The problem is I wanted to cat two tensors but since they don’t match I don’t have the idea how to cut tensor x_skip to match the spatial dimensions of tensors x.

This is a part of solving the Unet architecture that takes any input size and outputs the feature map of the input size.

To answer your specific question: resize_() doesn’t do what you would
want it to – it will mess up the two-dimensional structure of your image.
You can just slice into x_skip to trim off the excess of one row and column
of pixels:

x = torch.cat ((x, x_skip[:, :, :x.shape[2], :x.shape[3]), dim = 1)

(Of course, the x and trimmed x_skip might not align ideally.)

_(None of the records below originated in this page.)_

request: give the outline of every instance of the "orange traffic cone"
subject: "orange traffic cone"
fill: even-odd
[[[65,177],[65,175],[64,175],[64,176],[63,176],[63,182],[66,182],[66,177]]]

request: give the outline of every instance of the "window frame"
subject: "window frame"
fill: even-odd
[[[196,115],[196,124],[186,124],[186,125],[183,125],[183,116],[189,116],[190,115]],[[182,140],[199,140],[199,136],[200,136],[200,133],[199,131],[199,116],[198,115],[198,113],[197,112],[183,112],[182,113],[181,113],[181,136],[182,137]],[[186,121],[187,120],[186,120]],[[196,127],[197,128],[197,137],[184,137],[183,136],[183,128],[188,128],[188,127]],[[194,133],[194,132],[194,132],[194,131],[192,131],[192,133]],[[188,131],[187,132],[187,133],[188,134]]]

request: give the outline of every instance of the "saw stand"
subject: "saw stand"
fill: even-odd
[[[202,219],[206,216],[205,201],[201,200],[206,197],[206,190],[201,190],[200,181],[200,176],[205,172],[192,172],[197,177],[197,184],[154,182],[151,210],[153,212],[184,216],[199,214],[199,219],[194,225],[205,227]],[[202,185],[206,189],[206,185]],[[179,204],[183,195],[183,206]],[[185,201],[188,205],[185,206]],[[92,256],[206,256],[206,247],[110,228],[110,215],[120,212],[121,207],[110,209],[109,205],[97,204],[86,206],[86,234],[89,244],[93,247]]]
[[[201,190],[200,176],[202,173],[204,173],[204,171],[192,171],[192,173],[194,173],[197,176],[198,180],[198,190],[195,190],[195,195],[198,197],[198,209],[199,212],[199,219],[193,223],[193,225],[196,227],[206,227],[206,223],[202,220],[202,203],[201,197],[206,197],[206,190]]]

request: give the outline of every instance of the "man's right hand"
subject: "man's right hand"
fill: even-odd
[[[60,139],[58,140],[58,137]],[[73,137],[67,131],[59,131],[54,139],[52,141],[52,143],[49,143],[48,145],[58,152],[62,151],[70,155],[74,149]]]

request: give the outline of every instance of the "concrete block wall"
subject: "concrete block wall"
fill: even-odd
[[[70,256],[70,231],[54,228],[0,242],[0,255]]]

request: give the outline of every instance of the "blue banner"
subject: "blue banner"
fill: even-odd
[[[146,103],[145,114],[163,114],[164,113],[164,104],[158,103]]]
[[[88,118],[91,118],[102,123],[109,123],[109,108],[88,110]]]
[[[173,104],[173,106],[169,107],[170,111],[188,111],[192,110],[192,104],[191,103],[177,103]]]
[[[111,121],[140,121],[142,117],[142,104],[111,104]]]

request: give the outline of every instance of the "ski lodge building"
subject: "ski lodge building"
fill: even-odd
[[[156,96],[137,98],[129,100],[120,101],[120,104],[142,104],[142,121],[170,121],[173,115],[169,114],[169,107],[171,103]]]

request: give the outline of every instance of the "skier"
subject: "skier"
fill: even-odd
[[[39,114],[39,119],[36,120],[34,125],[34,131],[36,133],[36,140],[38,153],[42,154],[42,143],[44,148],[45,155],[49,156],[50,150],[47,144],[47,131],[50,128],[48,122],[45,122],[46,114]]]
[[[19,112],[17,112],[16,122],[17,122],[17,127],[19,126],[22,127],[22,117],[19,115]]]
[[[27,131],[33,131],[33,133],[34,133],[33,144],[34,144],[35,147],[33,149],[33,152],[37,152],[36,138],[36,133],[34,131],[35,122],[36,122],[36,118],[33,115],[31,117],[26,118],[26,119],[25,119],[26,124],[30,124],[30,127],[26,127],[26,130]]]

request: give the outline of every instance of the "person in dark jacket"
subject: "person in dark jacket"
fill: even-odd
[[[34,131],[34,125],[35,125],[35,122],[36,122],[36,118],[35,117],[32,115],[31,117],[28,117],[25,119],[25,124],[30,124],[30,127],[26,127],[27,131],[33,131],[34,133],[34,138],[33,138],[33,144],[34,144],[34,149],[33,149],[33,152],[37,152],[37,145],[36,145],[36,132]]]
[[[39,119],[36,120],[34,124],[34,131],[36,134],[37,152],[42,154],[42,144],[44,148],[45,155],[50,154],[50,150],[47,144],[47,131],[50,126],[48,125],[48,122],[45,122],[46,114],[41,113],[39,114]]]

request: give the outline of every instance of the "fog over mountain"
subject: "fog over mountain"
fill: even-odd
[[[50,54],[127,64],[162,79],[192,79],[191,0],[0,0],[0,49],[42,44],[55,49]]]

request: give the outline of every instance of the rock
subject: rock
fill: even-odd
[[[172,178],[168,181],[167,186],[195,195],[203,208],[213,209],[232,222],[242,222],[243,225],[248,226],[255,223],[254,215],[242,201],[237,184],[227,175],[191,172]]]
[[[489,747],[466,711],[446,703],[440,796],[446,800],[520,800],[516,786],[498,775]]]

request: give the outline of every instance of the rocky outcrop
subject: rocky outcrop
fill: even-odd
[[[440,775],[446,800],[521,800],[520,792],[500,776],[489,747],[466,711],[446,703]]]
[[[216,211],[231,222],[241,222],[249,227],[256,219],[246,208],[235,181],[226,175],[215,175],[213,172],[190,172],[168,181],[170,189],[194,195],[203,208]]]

Two comments (in the context of the original U-Net paper, rather than that
of the link you cite):

When you perform U-Net’s “up-convolution,” you reduce the number of
“features” (the dimension of your x tensor that is of size 512) by a factor
of two. So your x and x_skip should have the same number of features,
which I assume should be 256. Check where x is coming from and why
it appears to have twice as many “features” as it should.

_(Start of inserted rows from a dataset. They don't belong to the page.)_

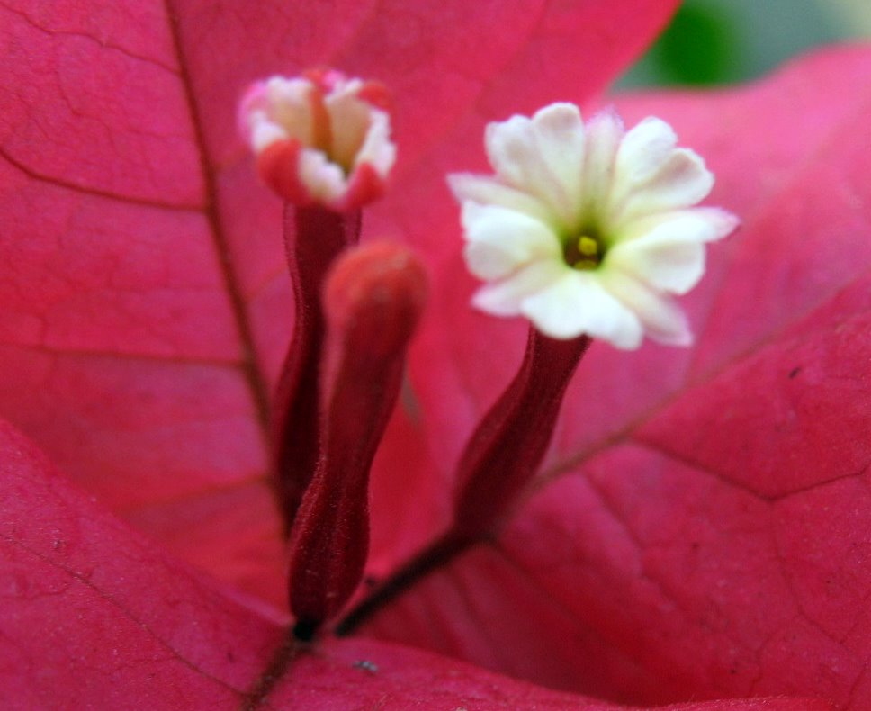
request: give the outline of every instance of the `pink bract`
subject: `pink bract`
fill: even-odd
[[[460,448],[524,345],[521,324],[468,308],[444,175],[484,168],[487,121],[599,105],[675,4],[0,9],[0,413],[63,472],[3,430],[13,705],[236,707],[280,637],[264,433],[292,311],[281,205],[236,136],[245,86],[330,65],[397,101],[395,189],[364,234],[409,241],[433,285],[416,406],[373,472],[382,575],[445,521]],[[362,635],[610,701],[871,703],[869,72],[871,51],[832,50],[749,87],[617,101],[628,123],[674,125],[717,176],[712,202],[743,220],[684,302],[697,344],[594,345],[498,540]],[[301,696],[288,680],[278,706],[606,707],[383,642],[330,642],[292,674]]]

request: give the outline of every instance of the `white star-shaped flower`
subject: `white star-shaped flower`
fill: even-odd
[[[466,263],[487,282],[475,306],[525,316],[554,338],[692,342],[672,294],[698,283],[705,243],[738,220],[694,207],[714,176],[677,148],[668,123],[651,117],[626,131],[609,111],[585,125],[578,107],[553,104],[490,123],[484,142],[496,175],[448,178]]]

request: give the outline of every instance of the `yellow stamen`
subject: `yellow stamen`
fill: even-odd
[[[578,238],[578,251],[580,252],[584,256],[598,256],[598,242],[597,242],[593,238],[582,235]]]

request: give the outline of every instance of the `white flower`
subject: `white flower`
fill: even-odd
[[[336,71],[257,82],[239,127],[261,177],[295,205],[344,211],[382,195],[396,160],[383,87]]]
[[[585,126],[570,104],[487,127],[492,177],[448,178],[462,205],[464,255],[487,282],[474,304],[524,315],[547,336],[581,334],[637,348],[692,341],[670,294],[705,271],[705,243],[738,224],[723,210],[693,207],[714,185],[671,127],[644,119],[624,130],[605,112]]]

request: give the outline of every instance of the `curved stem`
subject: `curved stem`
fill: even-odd
[[[520,370],[473,432],[458,468],[453,524],[348,612],[349,634],[430,572],[490,536],[537,473],[566,388],[589,347],[582,336],[555,340],[530,328]]]
[[[293,284],[296,323],[275,392],[273,437],[276,489],[285,534],[314,475],[321,448],[319,368],[324,277],[346,247],[359,240],[361,212],[284,206],[284,248]]]

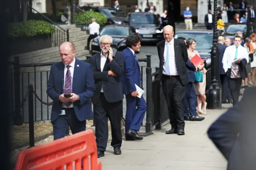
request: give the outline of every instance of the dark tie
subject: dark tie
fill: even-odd
[[[66,78],[65,79],[65,86],[64,86],[64,93],[70,94],[72,93],[72,80],[71,78],[71,73],[69,68],[71,66],[70,65],[67,65],[67,72],[66,73]],[[64,104],[67,107],[69,107],[72,104],[72,102],[69,101],[64,103]]]

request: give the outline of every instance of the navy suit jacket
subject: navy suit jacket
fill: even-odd
[[[222,63],[222,59],[223,58],[223,55],[224,52],[226,48],[228,47],[227,45],[222,44],[221,43],[218,43],[218,49],[219,53],[220,60],[219,61],[220,67],[220,74],[226,74],[224,69],[223,69],[223,63]]]
[[[186,65],[187,67],[188,81],[190,82],[194,83],[195,81],[195,71],[196,70],[196,66],[190,61],[190,59],[188,59],[186,63]]]
[[[135,84],[141,86],[141,75],[139,63],[128,48],[122,52],[124,57],[124,75],[122,77],[123,92],[127,95],[136,91]]]
[[[75,59],[72,93],[79,96],[80,100],[73,103],[74,109],[77,119],[84,121],[92,117],[92,104],[89,99],[94,95],[94,89],[93,75],[89,63]],[[62,103],[59,99],[63,93],[64,69],[62,62],[51,67],[46,93],[52,99],[51,120],[55,121],[62,109]]]
[[[228,161],[228,170],[254,170],[256,87],[246,89],[241,101],[212,123],[209,137]]]

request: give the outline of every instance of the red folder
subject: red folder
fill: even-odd
[[[197,54],[196,54],[190,59],[190,61],[191,61],[196,67],[197,67],[199,65],[204,63],[204,61]]]

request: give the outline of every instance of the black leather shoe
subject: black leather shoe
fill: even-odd
[[[178,129],[178,135],[184,135],[185,134],[185,132],[183,129]]]
[[[165,133],[166,134],[174,134],[178,133],[178,129],[172,128],[169,130],[167,130],[165,132]]]
[[[132,129],[129,129],[127,132],[127,136],[132,138],[134,140],[142,140],[143,136],[139,135],[136,131]]]
[[[120,148],[114,148],[114,155],[120,155],[122,154],[122,151]]]
[[[204,119],[204,117],[201,117],[199,116],[194,116],[190,118],[191,121],[202,121]]]
[[[98,151],[98,157],[100,158],[105,156],[104,151]]]
[[[190,118],[189,117],[184,117],[184,120],[185,121],[190,121]]]

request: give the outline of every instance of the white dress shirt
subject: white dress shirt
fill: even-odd
[[[90,34],[94,35],[97,33],[97,35],[100,34],[100,25],[96,22],[92,22],[89,25],[89,31]]]
[[[208,14],[208,22],[209,23],[212,23],[212,15]]]
[[[107,61],[107,58],[108,58],[108,55],[107,54],[106,57],[105,57],[102,55],[102,52],[100,52],[100,70],[101,72],[103,71],[103,68],[105,65],[106,61]],[[102,88],[102,85],[101,85],[101,89],[100,89],[100,92],[103,93],[103,88]]]
[[[225,50],[222,59],[222,63],[225,73],[228,69],[231,68],[232,62],[235,59],[236,47],[236,45],[233,45],[227,47]],[[237,58],[245,59],[247,61],[247,63],[249,62],[249,54],[247,49],[241,45],[238,47]]]
[[[73,76],[74,75],[74,68],[75,67],[75,63],[76,62],[76,59],[74,59],[74,61],[72,63],[70,63],[70,64],[65,64],[65,68],[64,68],[64,84],[63,84],[63,91],[64,90],[64,89],[65,88],[65,81],[66,81],[66,74],[67,73],[67,71],[68,71],[68,68],[67,68],[67,65],[70,65],[70,67],[69,67],[69,70],[70,71],[70,74],[71,75],[71,88],[72,88],[72,85],[73,85]],[[65,108],[70,108],[71,107],[74,107],[74,105],[73,105],[73,103],[71,104],[71,105],[69,106],[69,107],[67,107],[67,106],[65,105],[64,103],[62,103],[62,107],[64,107]]]
[[[175,54],[174,53],[174,38],[172,38],[170,42],[169,43],[169,54],[168,54],[167,57],[169,57],[169,68],[170,68],[170,75],[178,75],[176,67],[176,62],[175,62]],[[164,64],[163,65],[163,74],[167,75],[166,72],[166,53],[167,52],[167,45],[168,42],[165,41],[165,45],[164,46]]]

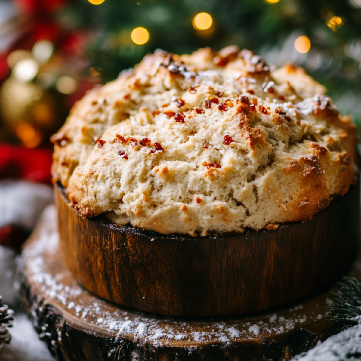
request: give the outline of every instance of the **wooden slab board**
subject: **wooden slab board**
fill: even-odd
[[[67,268],[56,218],[54,207],[47,209],[26,244],[21,289],[39,337],[60,360],[288,360],[336,332],[327,319],[329,290],[238,317],[171,317],[112,303],[80,286]],[[361,277],[360,270],[357,263],[353,275]]]

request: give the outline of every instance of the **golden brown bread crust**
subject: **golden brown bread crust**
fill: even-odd
[[[157,51],[74,106],[53,180],[83,216],[166,234],[310,219],[357,171],[355,127],[324,91],[234,47]]]

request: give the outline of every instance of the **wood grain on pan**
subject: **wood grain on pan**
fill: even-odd
[[[23,252],[24,305],[40,338],[62,361],[289,360],[336,332],[330,291],[247,317],[162,316],[106,301],[80,286],[60,252],[48,209]],[[361,277],[359,267],[353,275]]]
[[[107,300],[160,314],[240,314],[293,301],[344,272],[360,238],[358,186],[304,223],[196,238],[82,219],[55,191],[75,279]]]

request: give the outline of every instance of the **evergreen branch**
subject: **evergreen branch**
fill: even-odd
[[[361,281],[353,277],[344,277],[336,284],[337,291],[332,291],[330,314],[335,321],[341,321],[342,329],[361,323]]]

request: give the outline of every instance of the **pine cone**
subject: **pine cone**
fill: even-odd
[[[2,297],[0,296],[0,350],[5,343],[9,343],[11,336],[8,330],[8,327],[12,326],[14,320],[13,315],[14,311],[9,309],[6,305],[1,305]]]

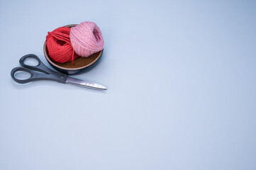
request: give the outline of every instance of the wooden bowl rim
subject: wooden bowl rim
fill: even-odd
[[[74,26],[77,26],[77,24],[69,24],[69,25],[65,26],[65,27],[74,27]],[[91,65],[92,64],[96,62],[96,61],[97,61],[98,59],[101,56],[102,52],[104,50],[102,50],[99,51],[99,55],[97,56],[97,57],[95,58],[94,60],[93,60],[91,62],[89,63],[88,64],[86,64],[84,66],[77,67],[77,68],[67,68],[67,67],[61,67],[61,66],[54,63],[53,62],[52,62],[52,60],[49,58],[49,56],[48,56],[48,54],[47,52],[46,48],[47,48],[47,47],[46,47],[46,40],[45,40],[45,43],[43,45],[43,52],[45,54],[45,57],[46,60],[48,60],[48,62],[49,62],[51,64],[54,65],[55,67],[56,67],[57,68],[60,68],[60,69],[65,69],[65,70],[77,70],[77,69],[81,69],[86,68],[86,67]]]

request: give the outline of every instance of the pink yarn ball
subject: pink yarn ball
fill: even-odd
[[[83,22],[71,28],[69,36],[75,52],[81,57],[89,57],[104,46],[101,31],[93,22]]]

In my view, the cleanest way to get the height and width of x and x_skip
to match is to only input into the U-Net images whose height and width are
such that as the “image” progresses through the U-Net the intermediate
heights and widths are always evenly divisible by two when passed through
each 2x2 max-pooling downsampling step. This way, you’ll never have to
pad or trim x or x_skip to get them to match in height and width (as they
need to when you cat() them).

In order to input images of such “self-consistent” heights and widths, you
can either choose tiles of such sizes, if you’re using a tiling strategy, or
you can pad the input image up to such a self-consistent size. (The U-Net
paper recommends reflection padding which they call mirroring.)

Re the features, I am not highly opinionated at the moment, but it seams to me like not a problem to add any number of features as long as spatial dimensions match. What is the possible idea that equal number of features may be better?

Trimming strategy for U-Nets you just invented looks like a solution at the moment, self consistent size images are those where spatial dimension is divisible by 8. Can you clarify what is “choose tiles of such sizes” idea?